ヨーロッパ言語はアルファベットだけれど、ロシア語の文字(私の出身大学にはロシア語学科があるが、それを彼らは「悪魔文字」と呼んでいた)、タイ語の文字、もちろんアラビア語、そしてスリランカのあの可愛らしいシンハラ文字にタミール文字・・・いったいどうやったら覚えられるのか。スリランカでお世話になった日本山妙法寺のお上人様方(日本人)が、話し言葉はもちろん、シンハラ語の読み書きもマスターされているのには恐れ入った。

しかし! 日本語の文字も、明らかに世界の言語の中ではかなり難解な中に入るであろう。
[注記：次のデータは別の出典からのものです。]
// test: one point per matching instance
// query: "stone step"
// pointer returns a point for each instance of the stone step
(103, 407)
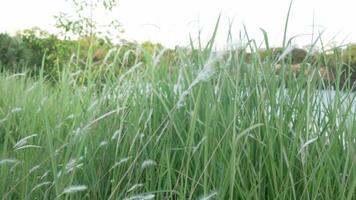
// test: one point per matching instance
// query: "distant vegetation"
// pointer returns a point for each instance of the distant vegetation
(29, 49)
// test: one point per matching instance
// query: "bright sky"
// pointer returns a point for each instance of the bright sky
(171, 21)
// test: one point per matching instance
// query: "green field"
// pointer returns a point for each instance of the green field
(210, 127)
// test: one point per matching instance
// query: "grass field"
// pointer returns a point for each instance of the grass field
(211, 127)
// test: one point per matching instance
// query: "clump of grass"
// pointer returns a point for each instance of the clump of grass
(208, 127)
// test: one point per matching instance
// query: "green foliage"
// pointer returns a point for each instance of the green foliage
(13, 51)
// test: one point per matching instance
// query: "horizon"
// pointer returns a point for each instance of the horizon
(160, 21)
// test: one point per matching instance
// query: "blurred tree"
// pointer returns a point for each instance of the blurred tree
(81, 23)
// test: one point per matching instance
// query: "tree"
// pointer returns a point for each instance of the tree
(82, 22)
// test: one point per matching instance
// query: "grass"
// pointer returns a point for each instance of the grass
(209, 127)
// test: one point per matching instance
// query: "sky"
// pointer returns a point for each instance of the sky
(171, 22)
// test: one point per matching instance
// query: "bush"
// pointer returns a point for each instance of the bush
(13, 51)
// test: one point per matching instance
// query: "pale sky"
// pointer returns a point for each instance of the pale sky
(171, 21)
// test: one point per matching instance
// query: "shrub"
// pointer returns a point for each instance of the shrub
(13, 51)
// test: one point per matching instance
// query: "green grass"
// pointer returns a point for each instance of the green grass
(209, 127)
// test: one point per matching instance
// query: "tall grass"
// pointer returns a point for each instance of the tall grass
(212, 126)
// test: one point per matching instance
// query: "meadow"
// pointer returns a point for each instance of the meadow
(209, 126)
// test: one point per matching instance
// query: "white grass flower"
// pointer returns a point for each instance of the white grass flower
(16, 110)
(208, 70)
(148, 163)
(286, 52)
(34, 168)
(120, 162)
(8, 161)
(209, 196)
(40, 185)
(73, 164)
(23, 141)
(142, 197)
(74, 189)
(116, 134)
(103, 143)
(135, 187)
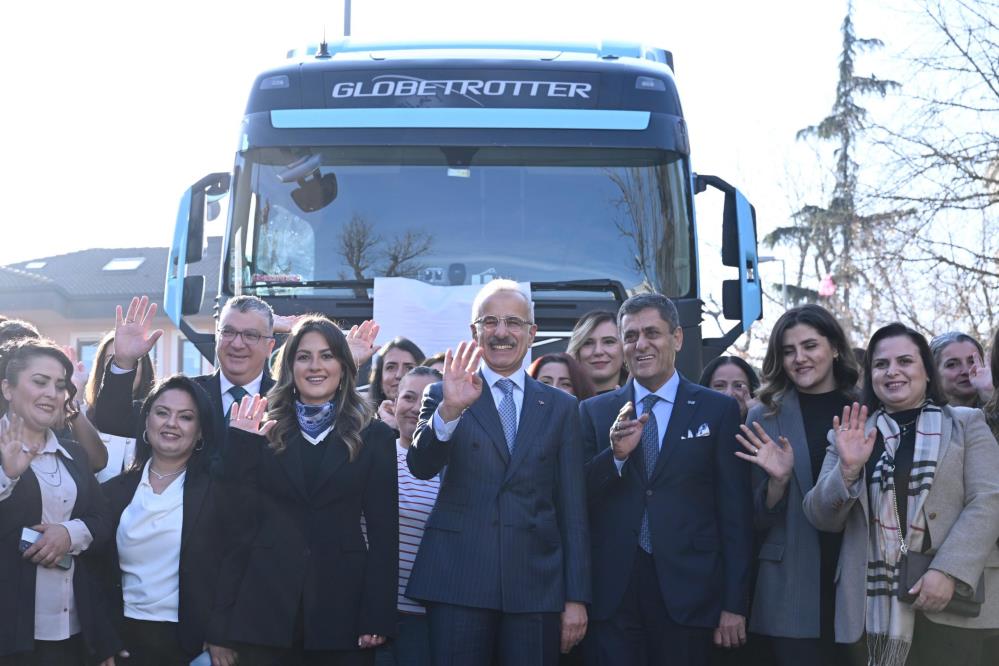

ひらがな、カタカナ、そして漢字・・・・

それぞれまったく違う言葉、まったく違う文字、それらが個々の文化の中で育まれ、体系化されているこの世界。しかも、それぞれの国の中でも言語が分かれている多言語国家もあり・・・聖書に出てくる「バベル」の話は本当なのではないだろうか、といつも思ってしまう。

学生時代にしっかり学んだはずのポルトガル語を、いま何十年かぶりに勉强しなおしている。まさに、頭の中の化石を掘り出す感覚ではあるけれども、ごくたまに、単語やフレーズがぽつぽつと記憶の中から浮かび上がる瞬間がある。そして、脳のふだん使わない部分を一所懸命使っている感覚があり、もしかするとこれは、今後衰える一方の脳力のトレーニングとしてはなかなかよろしいのではないか、と期待している。

そして何より不思議なのは、いまポルトガル語を勉强するのがなぜかとても楽しい。なんとも不思議なタイミングだけれども、きっとこれは何か、どこかにつながっている道なのだろう・・・・と信じて、なんとか毎日早朝、カタツムリのようにゆっくりだけれども、勉强を続けている。

道のりは長い(Um longo caminho a percorrer .. で合っているのか??)、でも、とても、楽しい!!